Again, this is Lamarckism, not evolution. Adaptation is driven by purely random variation, the adaptations themselves do not occur as a response to an organism’s environment.
I am not proposing that the adaptation occured because of the environmental change. I am proposing that the adaptation of amphibian to fish would be more likely to survive that the change from amphibian to reptile.
Furthermore, you are grossly over-simplifying things to say that amphibians that remain in the water their whole lives will always out-reproduce amphibians that move from water to land. In some environments, amphibians that remain in the water their whole lives might be better adapted to survive, but in other environments it is advantageous to move, breathe, and hunt on land. This is probably why some amphibians are adapted to live almost exclusively in water, such as the Texas Blind Salamander which sports distinctive red gills, while other amphibians are adapted to live most of their lives on dry land.
Since the first generation of amphibian would lay there eggs in the water and the evolved generation of reptile babies would then drown in the water, I do think it is more likely. You responded exactly the way you had to, by proposing the chance occurance of both the evolutionary leap and the environmental accidence.

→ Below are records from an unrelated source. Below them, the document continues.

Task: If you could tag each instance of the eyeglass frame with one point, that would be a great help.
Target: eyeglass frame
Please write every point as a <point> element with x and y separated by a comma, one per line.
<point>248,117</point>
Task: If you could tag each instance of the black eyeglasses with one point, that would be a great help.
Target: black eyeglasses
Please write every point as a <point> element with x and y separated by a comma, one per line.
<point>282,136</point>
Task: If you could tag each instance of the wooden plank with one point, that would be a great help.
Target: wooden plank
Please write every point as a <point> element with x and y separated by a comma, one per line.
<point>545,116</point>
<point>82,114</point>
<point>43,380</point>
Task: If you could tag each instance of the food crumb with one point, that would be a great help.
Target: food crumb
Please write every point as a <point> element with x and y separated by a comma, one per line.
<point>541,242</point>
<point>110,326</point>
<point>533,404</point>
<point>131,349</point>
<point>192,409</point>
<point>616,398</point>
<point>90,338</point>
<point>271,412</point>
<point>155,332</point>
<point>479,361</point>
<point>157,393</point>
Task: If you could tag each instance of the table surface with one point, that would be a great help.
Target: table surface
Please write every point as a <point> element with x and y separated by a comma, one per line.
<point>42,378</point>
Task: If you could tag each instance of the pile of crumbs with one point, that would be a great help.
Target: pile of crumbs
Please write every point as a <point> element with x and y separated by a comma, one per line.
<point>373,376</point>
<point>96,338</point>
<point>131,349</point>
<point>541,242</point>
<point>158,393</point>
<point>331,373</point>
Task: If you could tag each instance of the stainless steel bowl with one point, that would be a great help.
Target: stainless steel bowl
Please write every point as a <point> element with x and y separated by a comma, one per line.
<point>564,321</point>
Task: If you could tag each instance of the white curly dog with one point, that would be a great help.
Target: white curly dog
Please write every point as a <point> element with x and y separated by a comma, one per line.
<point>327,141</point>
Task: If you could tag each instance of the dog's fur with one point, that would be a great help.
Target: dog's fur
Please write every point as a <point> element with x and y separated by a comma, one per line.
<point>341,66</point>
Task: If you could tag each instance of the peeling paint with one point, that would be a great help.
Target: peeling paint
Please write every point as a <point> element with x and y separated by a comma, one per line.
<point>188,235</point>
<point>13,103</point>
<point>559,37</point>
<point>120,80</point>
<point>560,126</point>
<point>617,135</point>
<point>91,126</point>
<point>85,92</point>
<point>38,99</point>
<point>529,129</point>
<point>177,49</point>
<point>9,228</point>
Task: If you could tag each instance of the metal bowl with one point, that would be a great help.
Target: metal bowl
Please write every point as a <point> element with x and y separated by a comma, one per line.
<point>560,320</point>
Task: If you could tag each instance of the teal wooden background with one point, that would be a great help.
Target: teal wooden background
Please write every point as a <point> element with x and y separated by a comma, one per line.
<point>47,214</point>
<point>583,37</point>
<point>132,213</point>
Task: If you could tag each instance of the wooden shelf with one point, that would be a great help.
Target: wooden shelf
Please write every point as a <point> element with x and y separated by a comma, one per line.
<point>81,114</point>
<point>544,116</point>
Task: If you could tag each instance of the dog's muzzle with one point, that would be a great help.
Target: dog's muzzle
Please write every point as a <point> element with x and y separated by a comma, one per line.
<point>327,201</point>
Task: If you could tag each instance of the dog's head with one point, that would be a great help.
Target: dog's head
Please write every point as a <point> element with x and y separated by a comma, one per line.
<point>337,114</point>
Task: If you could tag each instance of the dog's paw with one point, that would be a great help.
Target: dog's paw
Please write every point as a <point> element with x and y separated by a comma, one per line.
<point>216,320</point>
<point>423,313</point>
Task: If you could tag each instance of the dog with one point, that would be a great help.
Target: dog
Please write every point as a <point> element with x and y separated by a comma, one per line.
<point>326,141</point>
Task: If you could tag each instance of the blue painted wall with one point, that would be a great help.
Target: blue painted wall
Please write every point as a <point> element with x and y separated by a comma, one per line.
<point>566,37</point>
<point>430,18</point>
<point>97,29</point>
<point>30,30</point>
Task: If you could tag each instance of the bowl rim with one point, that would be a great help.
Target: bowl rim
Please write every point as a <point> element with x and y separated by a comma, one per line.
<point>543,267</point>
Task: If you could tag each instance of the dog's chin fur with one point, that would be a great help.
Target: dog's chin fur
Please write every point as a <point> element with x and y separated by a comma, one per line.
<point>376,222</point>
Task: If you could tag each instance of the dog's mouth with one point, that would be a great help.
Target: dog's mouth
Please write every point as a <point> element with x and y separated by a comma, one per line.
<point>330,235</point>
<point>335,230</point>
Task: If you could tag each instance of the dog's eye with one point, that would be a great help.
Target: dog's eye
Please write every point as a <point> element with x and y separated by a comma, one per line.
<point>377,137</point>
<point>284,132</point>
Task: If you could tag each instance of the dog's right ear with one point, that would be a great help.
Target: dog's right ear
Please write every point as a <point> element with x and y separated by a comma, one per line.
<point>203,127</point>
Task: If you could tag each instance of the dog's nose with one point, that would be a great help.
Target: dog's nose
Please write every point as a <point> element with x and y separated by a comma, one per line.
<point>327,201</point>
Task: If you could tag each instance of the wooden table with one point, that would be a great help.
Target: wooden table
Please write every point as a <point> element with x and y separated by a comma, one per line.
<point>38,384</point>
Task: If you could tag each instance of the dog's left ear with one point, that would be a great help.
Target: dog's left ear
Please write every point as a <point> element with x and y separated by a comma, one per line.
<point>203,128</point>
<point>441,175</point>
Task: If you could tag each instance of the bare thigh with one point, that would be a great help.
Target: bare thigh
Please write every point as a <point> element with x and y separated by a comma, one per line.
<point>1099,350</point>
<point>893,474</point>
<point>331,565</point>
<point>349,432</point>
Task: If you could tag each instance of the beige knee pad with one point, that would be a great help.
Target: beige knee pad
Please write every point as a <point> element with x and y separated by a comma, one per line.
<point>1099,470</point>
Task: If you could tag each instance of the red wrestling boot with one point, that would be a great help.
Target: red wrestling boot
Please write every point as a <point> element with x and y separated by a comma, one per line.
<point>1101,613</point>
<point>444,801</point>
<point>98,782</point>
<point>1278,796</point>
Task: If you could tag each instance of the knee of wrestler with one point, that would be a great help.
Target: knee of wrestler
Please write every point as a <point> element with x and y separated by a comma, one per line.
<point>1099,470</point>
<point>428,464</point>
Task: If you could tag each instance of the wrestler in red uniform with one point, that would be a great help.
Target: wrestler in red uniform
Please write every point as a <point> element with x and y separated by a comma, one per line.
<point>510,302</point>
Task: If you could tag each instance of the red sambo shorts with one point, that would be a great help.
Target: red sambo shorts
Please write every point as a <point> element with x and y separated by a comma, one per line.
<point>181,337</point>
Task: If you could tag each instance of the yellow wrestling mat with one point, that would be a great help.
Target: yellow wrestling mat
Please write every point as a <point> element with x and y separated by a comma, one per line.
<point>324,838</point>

Our ability to develop and use technology is a direct result of our brains, which are an adaptation.
Now you jump into the hot water. We survived by developing technology. So our inability to adapt to the environment physiologically was fortuitously joined to the evolution of a techno-savy brain.
If the water is in the form of hydroxl molecules trapped within crystallized rocks I don’t see a problem.
First, the recent find is of frozen water in the surface. Second, Hydoxyl is not water. It has one oxygen and one hydrogen and is a free radical combining with just about anything.
Well that’s simply untrue. On the subject of things like the formation of the moon, homochirality, and weathering I don’t use the Bible because the Bible doesn’t say anything about them; it is a book devoted to laying out the relationship between man and his Creator, not a science book. . .which is kind of the whole point of this conversations.
Yet through all this process from the formation of the moon to the reformation of the atmosphere to abiogesis to macroevolution, not once in your thinking does God have a role. It is unguided and by chance and probability. If the story of creation is a story of God's relationship with man, where is God in your view of the origin of the universe?
Additionally, I have stated on numerous occasions that I believe in the resurrection, which as far as miracles go is kind of a big deal. Feel free to review the thread if you need to. Thanks.